5. Il résulte de l'instruction que le placement en litige a été décidé par le juge des enfants du Tribunal de grande instance de Créteil auprès de l'association " Ohalei Yaacov - Le silence des justes " dont l'objet, tel qu'il ressort de ses statuts, consiste, notamment, en l'accueil permanent de personnes handicapées dans des structures adaptées à leurs besoins et en l'organisation de nombreuses activités de nature à permettre aux résidents une meilleure intégration dans la société. L'établissement de Saint-Denis, au sein duquel le jeune A...B...a été placé, comprend en plus d'une cellule de jour, une cellule d'urgence médicalisée. Cette association relève donc de la catégorie des établissements sanitaires et d'éducations, ordinaires ou spécialisés au sens des dispositions combinées des articles L. 228-3 précité du code de l'action sociale et de la famille et 375-3 du code civil. Par suite, alors même que l'association appelante n'aurait pas été agréée par le département du Val-de-Marne, la prise en charge des dépenses d'entretien, d'éducation et de conduite exposées au titre du placement de M. A...B...incombait non pas à l'assurance maladie mais à ce département.

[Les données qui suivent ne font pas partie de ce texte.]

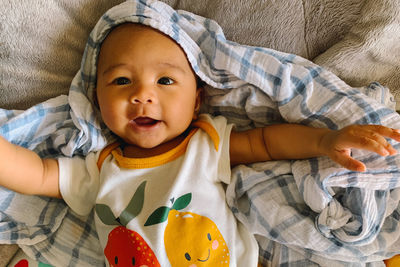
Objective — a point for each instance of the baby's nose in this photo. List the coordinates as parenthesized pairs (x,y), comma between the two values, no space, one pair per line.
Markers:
(143,96)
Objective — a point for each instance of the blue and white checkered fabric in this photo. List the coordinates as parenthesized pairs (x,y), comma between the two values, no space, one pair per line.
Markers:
(309,212)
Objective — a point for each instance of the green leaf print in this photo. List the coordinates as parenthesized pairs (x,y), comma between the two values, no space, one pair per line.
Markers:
(158,216)
(182,202)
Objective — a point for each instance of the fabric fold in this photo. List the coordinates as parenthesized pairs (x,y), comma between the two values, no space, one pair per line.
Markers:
(312,207)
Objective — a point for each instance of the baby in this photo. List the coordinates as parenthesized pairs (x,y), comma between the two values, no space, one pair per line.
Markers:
(159,192)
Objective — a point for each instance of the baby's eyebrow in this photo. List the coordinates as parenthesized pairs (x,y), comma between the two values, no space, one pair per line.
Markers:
(171,65)
(161,65)
(112,67)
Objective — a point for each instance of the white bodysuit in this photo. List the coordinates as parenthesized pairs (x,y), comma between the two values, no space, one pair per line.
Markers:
(167,210)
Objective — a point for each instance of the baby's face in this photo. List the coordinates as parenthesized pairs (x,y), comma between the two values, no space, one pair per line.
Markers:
(146,88)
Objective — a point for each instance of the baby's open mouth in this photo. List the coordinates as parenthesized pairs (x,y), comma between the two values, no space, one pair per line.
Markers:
(145,121)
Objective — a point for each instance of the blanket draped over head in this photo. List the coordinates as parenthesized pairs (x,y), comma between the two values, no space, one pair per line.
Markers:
(303,211)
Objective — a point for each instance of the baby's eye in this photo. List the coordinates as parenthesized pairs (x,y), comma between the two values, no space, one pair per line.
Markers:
(121,81)
(165,81)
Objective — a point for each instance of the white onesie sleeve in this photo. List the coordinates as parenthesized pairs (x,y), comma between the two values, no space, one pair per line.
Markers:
(79,182)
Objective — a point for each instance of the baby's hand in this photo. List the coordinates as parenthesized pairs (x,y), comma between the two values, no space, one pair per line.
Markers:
(338,144)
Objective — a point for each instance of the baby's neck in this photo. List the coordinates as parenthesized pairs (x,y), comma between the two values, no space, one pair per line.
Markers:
(133,151)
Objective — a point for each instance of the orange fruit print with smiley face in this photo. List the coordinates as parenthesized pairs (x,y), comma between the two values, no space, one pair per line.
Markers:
(190,239)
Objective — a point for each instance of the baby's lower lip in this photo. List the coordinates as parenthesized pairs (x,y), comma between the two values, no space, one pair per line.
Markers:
(144,123)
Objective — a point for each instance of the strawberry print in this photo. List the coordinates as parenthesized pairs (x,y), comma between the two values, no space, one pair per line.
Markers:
(126,247)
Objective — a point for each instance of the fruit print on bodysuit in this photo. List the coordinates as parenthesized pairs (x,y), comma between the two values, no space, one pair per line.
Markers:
(126,247)
(191,240)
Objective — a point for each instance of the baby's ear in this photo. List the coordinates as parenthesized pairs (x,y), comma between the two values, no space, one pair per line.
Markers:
(199,99)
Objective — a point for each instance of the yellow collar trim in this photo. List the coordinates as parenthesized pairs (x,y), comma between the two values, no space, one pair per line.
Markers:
(150,162)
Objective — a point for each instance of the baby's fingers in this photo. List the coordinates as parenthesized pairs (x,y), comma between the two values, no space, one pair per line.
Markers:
(372,138)
(348,162)
(384,131)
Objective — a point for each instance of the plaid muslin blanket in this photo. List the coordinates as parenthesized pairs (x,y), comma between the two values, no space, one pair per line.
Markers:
(303,213)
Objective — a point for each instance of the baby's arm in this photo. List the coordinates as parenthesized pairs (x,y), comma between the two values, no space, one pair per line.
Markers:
(293,141)
(23,171)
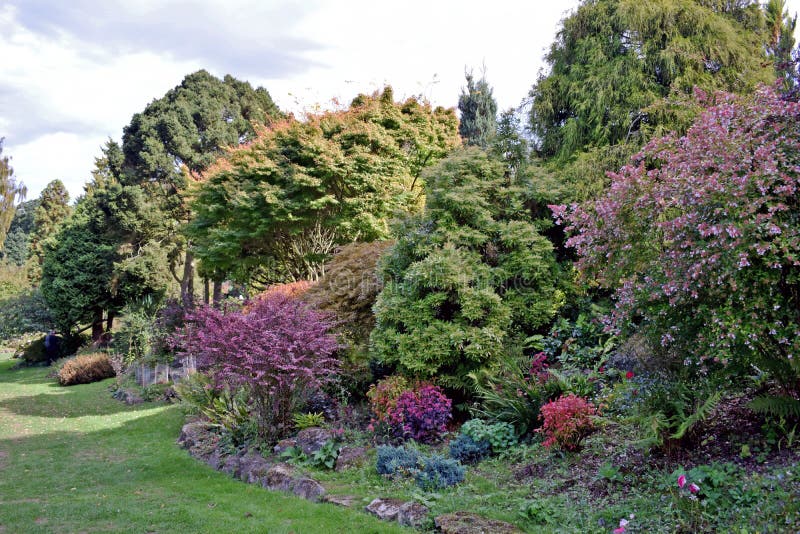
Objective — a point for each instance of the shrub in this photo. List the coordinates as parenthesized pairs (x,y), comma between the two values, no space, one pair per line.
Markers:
(85,369)
(698,237)
(421,414)
(463,277)
(383,395)
(397,460)
(499,435)
(567,420)
(277,347)
(349,288)
(438,472)
(468,451)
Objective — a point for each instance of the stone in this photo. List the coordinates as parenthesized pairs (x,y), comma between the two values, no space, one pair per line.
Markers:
(308,488)
(469,523)
(412,514)
(283,445)
(278,477)
(193,434)
(341,500)
(310,440)
(351,457)
(386,509)
(253,468)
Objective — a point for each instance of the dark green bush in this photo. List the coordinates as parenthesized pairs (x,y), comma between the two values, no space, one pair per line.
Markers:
(438,472)
(85,369)
(468,451)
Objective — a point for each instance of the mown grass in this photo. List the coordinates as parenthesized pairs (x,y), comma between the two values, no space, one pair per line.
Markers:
(75,460)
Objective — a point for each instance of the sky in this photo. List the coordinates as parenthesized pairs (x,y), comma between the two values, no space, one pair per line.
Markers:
(74,72)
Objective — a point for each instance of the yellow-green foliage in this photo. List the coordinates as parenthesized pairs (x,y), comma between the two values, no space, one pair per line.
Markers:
(349,288)
(85,369)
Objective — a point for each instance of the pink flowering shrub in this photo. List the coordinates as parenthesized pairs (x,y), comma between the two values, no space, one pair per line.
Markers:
(421,413)
(567,420)
(699,235)
(276,347)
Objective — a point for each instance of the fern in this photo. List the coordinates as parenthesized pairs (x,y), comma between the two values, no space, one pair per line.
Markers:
(786,407)
(700,414)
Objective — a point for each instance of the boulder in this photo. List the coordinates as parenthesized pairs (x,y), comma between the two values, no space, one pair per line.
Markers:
(310,440)
(351,457)
(279,477)
(386,509)
(341,500)
(468,523)
(308,489)
(283,445)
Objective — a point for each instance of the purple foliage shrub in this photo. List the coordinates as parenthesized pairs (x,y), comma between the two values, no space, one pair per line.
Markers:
(421,413)
(276,347)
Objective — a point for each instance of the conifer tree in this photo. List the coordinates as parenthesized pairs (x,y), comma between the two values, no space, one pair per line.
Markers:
(478,112)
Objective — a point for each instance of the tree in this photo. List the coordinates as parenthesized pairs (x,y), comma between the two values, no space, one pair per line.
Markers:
(465,278)
(53,208)
(180,135)
(15,249)
(478,112)
(10,193)
(274,210)
(623,71)
(84,274)
(698,237)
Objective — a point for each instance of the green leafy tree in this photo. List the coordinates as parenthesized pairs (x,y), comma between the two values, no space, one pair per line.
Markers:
(177,137)
(274,210)
(53,208)
(15,249)
(466,277)
(10,193)
(84,279)
(478,112)
(622,71)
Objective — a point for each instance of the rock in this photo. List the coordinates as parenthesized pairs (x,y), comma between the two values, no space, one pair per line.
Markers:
(279,477)
(310,440)
(253,468)
(194,433)
(412,514)
(350,457)
(308,488)
(386,509)
(232,465)
(283,445)
(341,500)
(468,523)
(214,460)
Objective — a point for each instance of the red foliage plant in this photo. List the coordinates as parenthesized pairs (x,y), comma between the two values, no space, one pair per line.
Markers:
(421,413)
(567,420)
(276,346)
(699,235)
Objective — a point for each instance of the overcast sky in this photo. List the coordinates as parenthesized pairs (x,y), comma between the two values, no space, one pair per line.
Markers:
(75,71)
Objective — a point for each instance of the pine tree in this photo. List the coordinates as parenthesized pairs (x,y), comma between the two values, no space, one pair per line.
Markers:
(478,112)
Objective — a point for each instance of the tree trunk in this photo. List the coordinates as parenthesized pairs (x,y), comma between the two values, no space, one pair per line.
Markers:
(187,283)
(97,325)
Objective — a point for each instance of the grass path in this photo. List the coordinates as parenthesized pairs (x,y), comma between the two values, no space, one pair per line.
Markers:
(76,460)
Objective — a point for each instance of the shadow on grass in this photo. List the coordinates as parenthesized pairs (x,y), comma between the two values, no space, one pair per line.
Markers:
(68,402)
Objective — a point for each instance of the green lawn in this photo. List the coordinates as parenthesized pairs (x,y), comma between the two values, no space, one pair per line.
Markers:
(76,460)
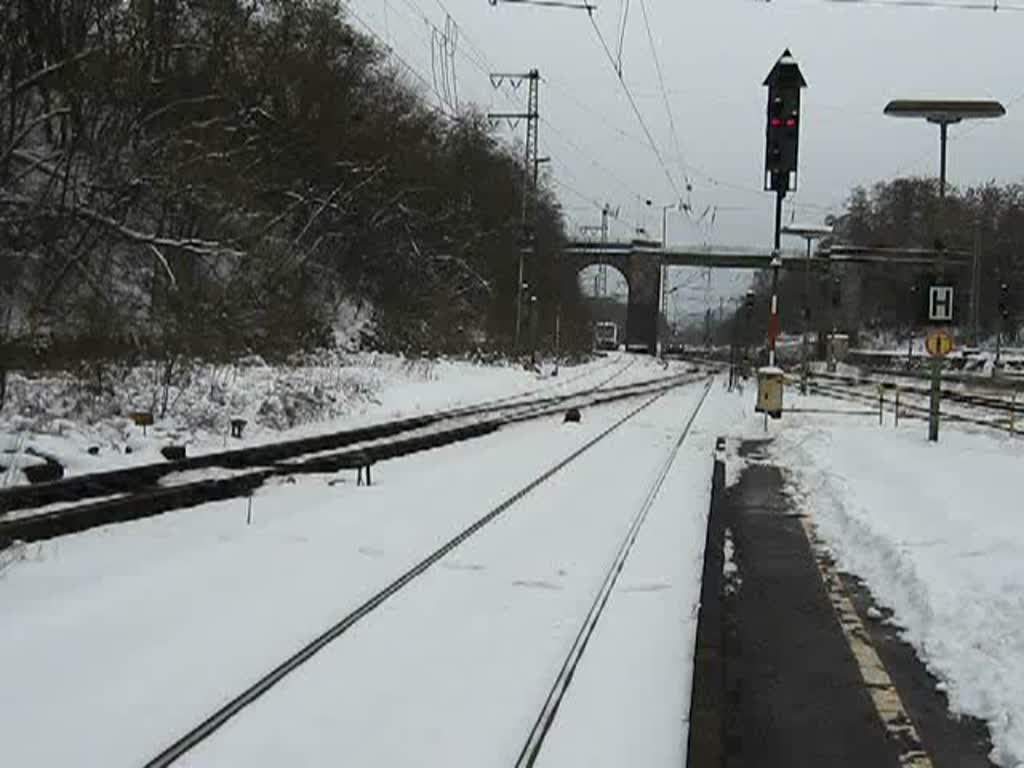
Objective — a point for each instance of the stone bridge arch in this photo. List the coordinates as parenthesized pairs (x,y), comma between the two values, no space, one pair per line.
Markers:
(643,276)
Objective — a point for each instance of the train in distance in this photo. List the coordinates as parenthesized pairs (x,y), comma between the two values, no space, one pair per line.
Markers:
(606,335)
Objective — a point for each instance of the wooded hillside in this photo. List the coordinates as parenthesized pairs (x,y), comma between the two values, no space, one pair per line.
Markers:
(217,177)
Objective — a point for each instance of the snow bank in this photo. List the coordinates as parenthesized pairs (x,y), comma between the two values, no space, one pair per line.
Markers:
(937,531)
(61,416)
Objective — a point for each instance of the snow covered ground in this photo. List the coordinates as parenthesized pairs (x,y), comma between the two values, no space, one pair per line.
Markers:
(937,531)
(127,636)
(60,418)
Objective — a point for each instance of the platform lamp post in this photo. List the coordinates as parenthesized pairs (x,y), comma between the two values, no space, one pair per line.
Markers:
(810,232)
(943,114)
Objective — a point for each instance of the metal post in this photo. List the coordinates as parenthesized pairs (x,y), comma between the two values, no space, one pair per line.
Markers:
(943,137)
(805,363)
(975,284)
(936,389)
(773,318)
(518,298)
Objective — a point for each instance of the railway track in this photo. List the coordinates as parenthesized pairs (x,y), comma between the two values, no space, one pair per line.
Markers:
(977,399)
(549,711)
(245,698)
(852,393)
(133,478)
(138,495)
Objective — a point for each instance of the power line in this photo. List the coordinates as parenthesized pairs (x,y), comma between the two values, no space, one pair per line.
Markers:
(660,82)
(636,110)
(394,54)
(991,7)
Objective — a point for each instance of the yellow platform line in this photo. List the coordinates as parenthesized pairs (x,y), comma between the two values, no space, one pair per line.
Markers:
(884,694)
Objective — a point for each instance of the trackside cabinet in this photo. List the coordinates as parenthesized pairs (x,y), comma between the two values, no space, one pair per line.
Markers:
(770,385)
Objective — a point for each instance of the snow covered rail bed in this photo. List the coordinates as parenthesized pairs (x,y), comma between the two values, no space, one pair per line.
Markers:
(546,718)
(388,441)
(552,476)
(134,478)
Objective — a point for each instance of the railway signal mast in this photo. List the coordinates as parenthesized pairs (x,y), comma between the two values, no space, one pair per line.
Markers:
(784,83)
(940,294)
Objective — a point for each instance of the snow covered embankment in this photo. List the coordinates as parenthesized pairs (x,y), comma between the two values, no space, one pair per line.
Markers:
(938,535)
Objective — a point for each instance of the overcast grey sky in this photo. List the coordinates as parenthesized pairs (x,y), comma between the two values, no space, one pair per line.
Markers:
(715,54)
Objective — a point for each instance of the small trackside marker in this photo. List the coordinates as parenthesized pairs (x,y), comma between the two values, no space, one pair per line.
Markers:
(880,686)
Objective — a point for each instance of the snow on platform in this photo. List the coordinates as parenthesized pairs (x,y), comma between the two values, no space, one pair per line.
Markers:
(937,531)
(126,636)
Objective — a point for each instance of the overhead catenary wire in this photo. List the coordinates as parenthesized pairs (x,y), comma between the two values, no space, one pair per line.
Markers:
(665,94)
(636,110)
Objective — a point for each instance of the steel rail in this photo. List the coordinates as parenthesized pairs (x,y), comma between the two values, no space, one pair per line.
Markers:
(222,715)
(549,711)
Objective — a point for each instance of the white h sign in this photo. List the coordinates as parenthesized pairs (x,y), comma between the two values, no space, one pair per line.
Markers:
(940,304)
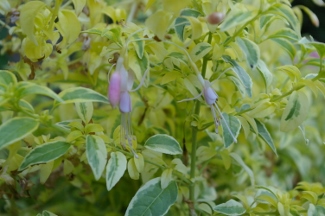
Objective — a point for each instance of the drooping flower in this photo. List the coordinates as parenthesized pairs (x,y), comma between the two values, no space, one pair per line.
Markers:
(119,89)
(121,83)
(211,98)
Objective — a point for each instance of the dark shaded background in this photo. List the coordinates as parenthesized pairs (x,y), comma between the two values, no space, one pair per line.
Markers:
(307,29)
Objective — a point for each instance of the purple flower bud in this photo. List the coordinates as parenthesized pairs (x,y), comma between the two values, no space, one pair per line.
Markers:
(209,94)
(114,89)
(125,102)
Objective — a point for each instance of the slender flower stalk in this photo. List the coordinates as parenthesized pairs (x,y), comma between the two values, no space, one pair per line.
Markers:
(119,95)
(211,99)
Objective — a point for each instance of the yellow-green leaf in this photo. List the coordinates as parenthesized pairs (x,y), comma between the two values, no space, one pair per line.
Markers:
(295,112)
(28,12)
(159,23)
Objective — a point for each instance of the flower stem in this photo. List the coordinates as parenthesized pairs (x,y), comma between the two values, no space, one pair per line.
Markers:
(194,133)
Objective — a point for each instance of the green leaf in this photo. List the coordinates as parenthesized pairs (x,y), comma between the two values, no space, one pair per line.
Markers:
(320,47)
(159,23)
(237,16)
(248,170)
(287,13)
(139,66)
(265,72)
(28,13)
(265,135)
(231,207)
(181,22)
(7,77)
(295,112)
(292,71)
(81,94)
(115,169)
(164,144)
(286,45)
(286,34)
(151,199)
(28,88)
(315,210)
(200,50)
(96,154)
(45,153)
(251,51)
(85,111)
(234,125)
(245,79)
(69,27)
(16,129)
(166,178)
(138,46)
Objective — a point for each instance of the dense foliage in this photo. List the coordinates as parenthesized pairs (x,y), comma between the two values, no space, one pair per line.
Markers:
(192,107)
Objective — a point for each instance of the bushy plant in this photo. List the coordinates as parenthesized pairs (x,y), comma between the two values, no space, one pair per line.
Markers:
(192,107)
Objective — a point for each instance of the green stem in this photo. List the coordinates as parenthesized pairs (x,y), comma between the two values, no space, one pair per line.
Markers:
(193,152)
(195,131)
(175,172)
(240,30)
(55,13)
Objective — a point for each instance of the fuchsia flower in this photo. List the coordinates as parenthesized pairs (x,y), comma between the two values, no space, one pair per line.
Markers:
(120,86)
(211,98)
(119,89)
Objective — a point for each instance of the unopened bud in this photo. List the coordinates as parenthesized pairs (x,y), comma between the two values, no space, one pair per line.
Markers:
(125,102)
(210,95)
(215,18)
(114,89)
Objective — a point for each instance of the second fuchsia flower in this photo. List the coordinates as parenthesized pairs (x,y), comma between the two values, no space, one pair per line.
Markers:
(211,97)
(120,85)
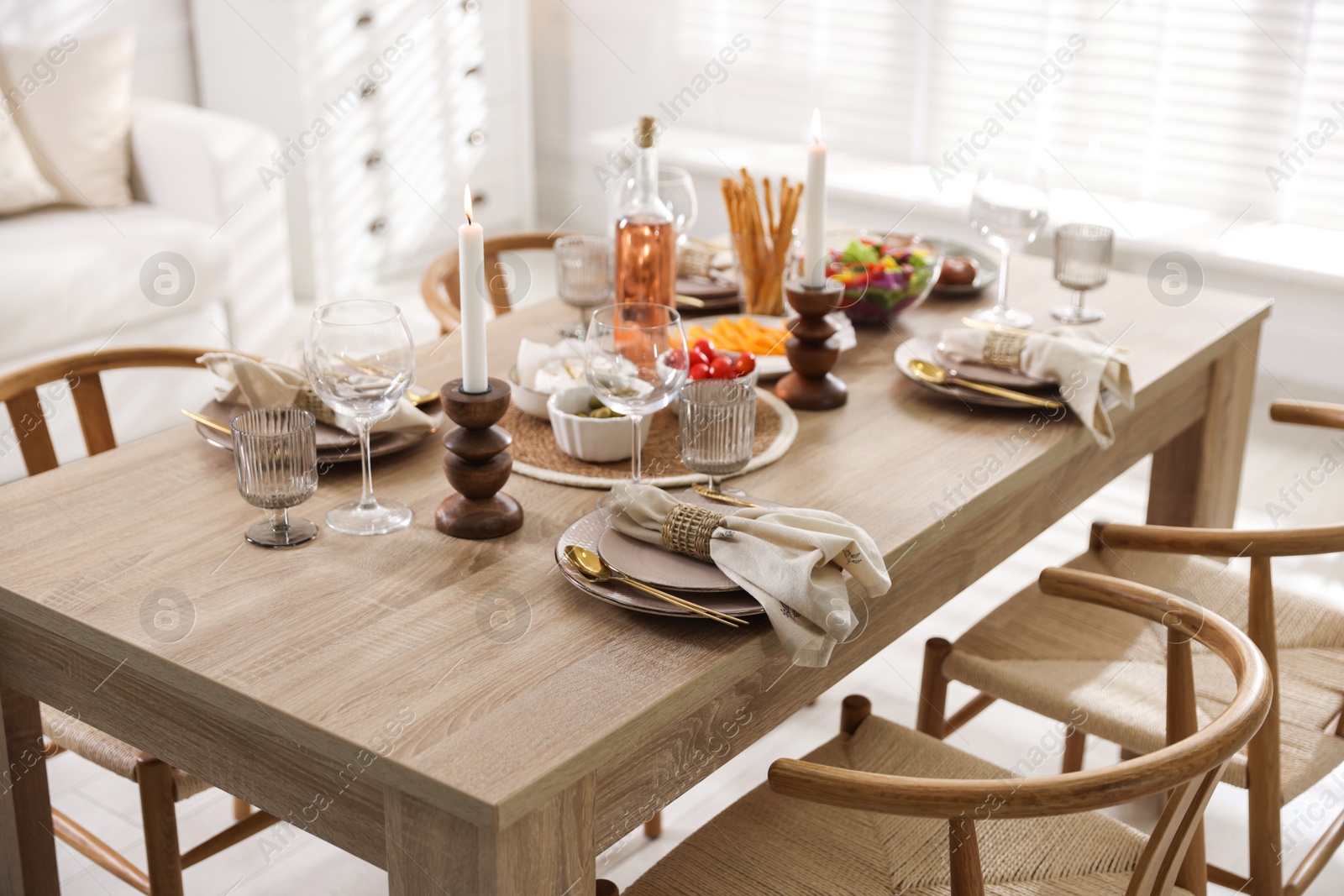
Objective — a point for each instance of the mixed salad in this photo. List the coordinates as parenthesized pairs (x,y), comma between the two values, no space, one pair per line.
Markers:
(882,275)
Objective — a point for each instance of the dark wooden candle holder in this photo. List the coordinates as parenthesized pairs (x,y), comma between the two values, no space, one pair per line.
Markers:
(812,349)
(477,465)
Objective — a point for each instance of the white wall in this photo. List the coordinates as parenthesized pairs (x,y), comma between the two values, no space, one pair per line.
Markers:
(163,35)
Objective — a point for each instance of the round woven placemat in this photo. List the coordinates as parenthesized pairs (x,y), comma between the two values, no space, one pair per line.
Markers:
(537,454)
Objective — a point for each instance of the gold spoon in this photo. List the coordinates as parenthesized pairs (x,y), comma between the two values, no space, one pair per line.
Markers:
(719,496)
(936,374)
(206,421)
(593,567)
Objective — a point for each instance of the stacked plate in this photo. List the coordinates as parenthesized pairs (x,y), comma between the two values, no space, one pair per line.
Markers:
(654,564)
(927,348)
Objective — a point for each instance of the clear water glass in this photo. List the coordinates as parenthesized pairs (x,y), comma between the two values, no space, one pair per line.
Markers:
(676,190)
(276,456)
(1082,262)
(585,275)
(1008,208)
(718,426)
(635,362)
(360,360)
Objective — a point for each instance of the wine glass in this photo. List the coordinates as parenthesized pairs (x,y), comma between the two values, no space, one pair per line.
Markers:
(676,190)
(1008,208)
(584,275)
(360,359)
(1082,262)
(636,362)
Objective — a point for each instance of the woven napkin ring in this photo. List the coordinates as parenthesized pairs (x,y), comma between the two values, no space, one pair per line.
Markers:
(1003,351)
(689,528)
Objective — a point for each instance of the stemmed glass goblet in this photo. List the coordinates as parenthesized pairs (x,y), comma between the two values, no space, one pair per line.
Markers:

L'article R. 314-105 précité du code de l'action sociale et de la famille, dont le département entend se prévaloir, n'est pas applicable en l'espèce celui-ci visant uniquement les structures agréées au sens de l'article L. 313-6 du même code.
Sur l'évaluation du montant des dépenses :
6. L'état du dossier ne permet pas d'évaluer le montant des sommes devant être mises à la charge du département du Val-de-Marne au titre du placement du jeune A...B...au cours de la période allant d'avril 2015 à juillet 2016.
7. Dans ces conditions, il y a lieu d'inviter, d'une part, l'association " Ohalei Yaacov - Le silence des justes " à produire le détail des frais d'entretien, d'éducation et de conduite qu'elle a engagés durant cette période pour financer le placement de M. A...B...et, d'autre part, le département du Val-de-Marne à transmettre à la Cour le détail, mois par mois, des sommes réglées à ce même titre au cours de la même période, dans un délai d'un mois à compter de la notification du présent arrêt.
DECIDE :
Article 1er : Il est ordonné, avant dire droit, la production par l'association " Ohalei Yaacov - Le silence des justes " du détail des frais d'entretien, d'éducation et de conduite qu'elle a engagés entre les mois d'avril 2015 à juillet 2016 pour le placement de M. A...B..., et la production par le département du Val-de-Marne du détail, mois par mois, des sommes réglées à ce même titre au cours de la même période, dans un délai d'un mois à compter de la notification du présent arrêt.
Article 2 : Tous droits, conclusions et moyens des parties sur lesquels il n'est pas expressément statué par le présent arrêt sont réservés jusqu'à la fin de l'instance.
Article 3 : Le présent arrêt sera notifié à l'association " Ohalei Yaacov - Le silence des justes " et au département du Val-de-Marne.
Délibéré après l'audience du 1er avril 2019, à laquelle siégeaient :
- M. Even, président,
- Mme Hamon, président assesseur,
- Mme Lorraine d'Argenlieu, premier conseiller.
Lu en audience publique le 23 avril 2019.
Le rapporteur,
L. d'ARGENLIEU Le président,
B. EVENLe greffier,
S. GASPAR
La République mande et ordonne à la ministre des solidarités et de la santé en ce qui la concerne ou à tous huissiers de justice à ce requis en ce qui concerne les voies de droit commun contre les parties privées, de pourvoir à l'exécution de la présente décision.